The Station Family Fund once got a single $1,000 state legislative grant, but that’s it.
“It is what it is,” says Moretti, who points out that the fund was established to help a survivor who was losing her house. “There was nothing at all out there.”
It’s also hard not to notice that, outside of the Monday concert featuring John Rich, Gretchen Wilson, Dierks Bentley, Tesla, Twisted Sister and more, the response from the music industry has been underwhelming.
“We don’t really get a whole lot of the big people, which is what we need,” says Moretti. She’s quick to credit the acts who are playing for free, but adds, “The big names, like the Bruce Springsteens? No.” In separate interviews last week, Snider and Tesla drummer Todd Luccketta, who are organizing the show with King, confirm that while big-name performers are usually willing to help once you can get them one-on-one, making that contact is nearly impossible.
So in the meantime, the Station Family Fund is a lifeline to a lot of people, including LaBree, who raises her sons and recovers. “It didn’t end that day, or a year after,” she says. “It’s still going on in your mind. We all had to adjust to a different kind of living. But the help’s there, and we appreciate it.”

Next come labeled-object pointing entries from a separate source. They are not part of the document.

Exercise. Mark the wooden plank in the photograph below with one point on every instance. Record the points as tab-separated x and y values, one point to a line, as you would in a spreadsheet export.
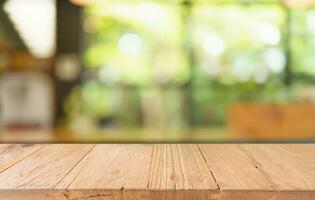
276	172
13	153
44	168
111	171
159	172
181	169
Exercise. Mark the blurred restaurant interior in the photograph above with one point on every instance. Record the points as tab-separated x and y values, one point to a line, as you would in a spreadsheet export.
157	70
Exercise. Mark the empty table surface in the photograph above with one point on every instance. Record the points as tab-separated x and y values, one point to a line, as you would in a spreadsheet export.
157	171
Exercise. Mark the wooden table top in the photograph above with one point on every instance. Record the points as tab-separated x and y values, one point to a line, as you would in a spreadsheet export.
157	171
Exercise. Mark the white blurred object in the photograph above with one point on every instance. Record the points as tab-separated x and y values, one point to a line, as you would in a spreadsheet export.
26	99
67	67
35	20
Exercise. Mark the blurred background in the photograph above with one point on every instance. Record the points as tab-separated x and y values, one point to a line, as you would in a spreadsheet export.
157	70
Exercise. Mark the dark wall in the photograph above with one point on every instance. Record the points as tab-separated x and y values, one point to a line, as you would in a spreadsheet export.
68	42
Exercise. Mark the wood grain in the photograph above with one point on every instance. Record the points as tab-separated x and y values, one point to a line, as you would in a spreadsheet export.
44	168
252	171
114	171
158	172
180	167
13	153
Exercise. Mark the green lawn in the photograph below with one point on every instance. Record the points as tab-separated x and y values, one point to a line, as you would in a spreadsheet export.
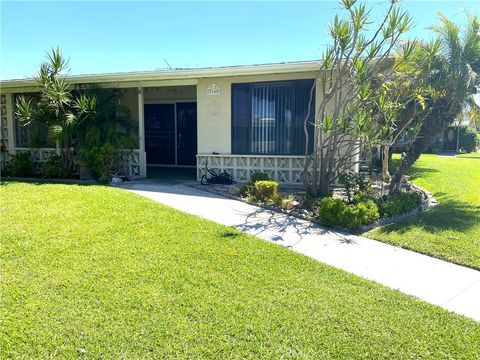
451	230
469	155
100	269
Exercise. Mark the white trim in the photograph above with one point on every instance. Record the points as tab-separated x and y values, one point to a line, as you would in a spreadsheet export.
141	79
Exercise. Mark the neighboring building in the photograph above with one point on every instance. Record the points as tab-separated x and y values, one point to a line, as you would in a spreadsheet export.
237	119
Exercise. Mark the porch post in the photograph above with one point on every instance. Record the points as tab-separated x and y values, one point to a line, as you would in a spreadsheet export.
141	134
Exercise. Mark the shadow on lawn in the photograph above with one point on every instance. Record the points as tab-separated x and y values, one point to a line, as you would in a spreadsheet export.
39	181
450	214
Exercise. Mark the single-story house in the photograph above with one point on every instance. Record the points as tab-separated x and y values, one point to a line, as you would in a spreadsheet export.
237	119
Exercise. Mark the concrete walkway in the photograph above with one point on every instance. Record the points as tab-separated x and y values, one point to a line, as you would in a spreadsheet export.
453	287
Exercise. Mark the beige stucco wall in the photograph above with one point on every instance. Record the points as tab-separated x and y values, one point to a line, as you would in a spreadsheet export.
214	111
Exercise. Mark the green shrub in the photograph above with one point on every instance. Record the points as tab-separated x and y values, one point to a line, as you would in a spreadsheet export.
399	204
247	190
20	164
468	140
266	190
329	210
258	176
335	212
55	168
102	159
354	182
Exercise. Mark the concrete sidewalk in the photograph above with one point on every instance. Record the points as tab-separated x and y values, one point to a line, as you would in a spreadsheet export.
453	287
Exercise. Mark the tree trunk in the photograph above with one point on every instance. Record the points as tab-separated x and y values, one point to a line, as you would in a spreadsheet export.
385	163
436	120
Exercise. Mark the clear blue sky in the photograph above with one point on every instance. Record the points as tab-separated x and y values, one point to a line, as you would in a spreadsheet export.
101	37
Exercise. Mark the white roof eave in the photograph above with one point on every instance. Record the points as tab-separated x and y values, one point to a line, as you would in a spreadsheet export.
182	74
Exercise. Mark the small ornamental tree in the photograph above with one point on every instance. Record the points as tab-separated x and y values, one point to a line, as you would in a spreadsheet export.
79	120
353	110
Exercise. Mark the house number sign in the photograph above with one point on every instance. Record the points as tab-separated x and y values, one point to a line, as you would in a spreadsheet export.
213	90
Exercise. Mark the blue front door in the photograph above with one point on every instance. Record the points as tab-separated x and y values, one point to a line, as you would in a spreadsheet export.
171	133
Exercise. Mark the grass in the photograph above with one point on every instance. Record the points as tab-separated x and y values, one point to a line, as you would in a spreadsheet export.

Moretti and LaBree have never met face-to-face, having only spoken over the phone. But for Moretti, the work is gratifying. While the lack of money is a constant frustration, “selfishly, I get tremendous joy from what I do.”
Five years after the fire, LaBree says she’s been to an outdoor concert, but won’t go to an enclosed space with large numbers of people. Even in a restaurant, she keeps her eye on the exits. “It’s just something that’s going to be with us.”
She gets emotional while speaking about going to the fire site on Sunday for a memorial service.
“It’s overwhelming, still. Every time we go there.”
Tickets for the Station Family Fund Relief Concert Monday night at 7 at the Dunkin’ Donuts Center are available at the Center box office and through Ticketmaster: $41, $51 and $61.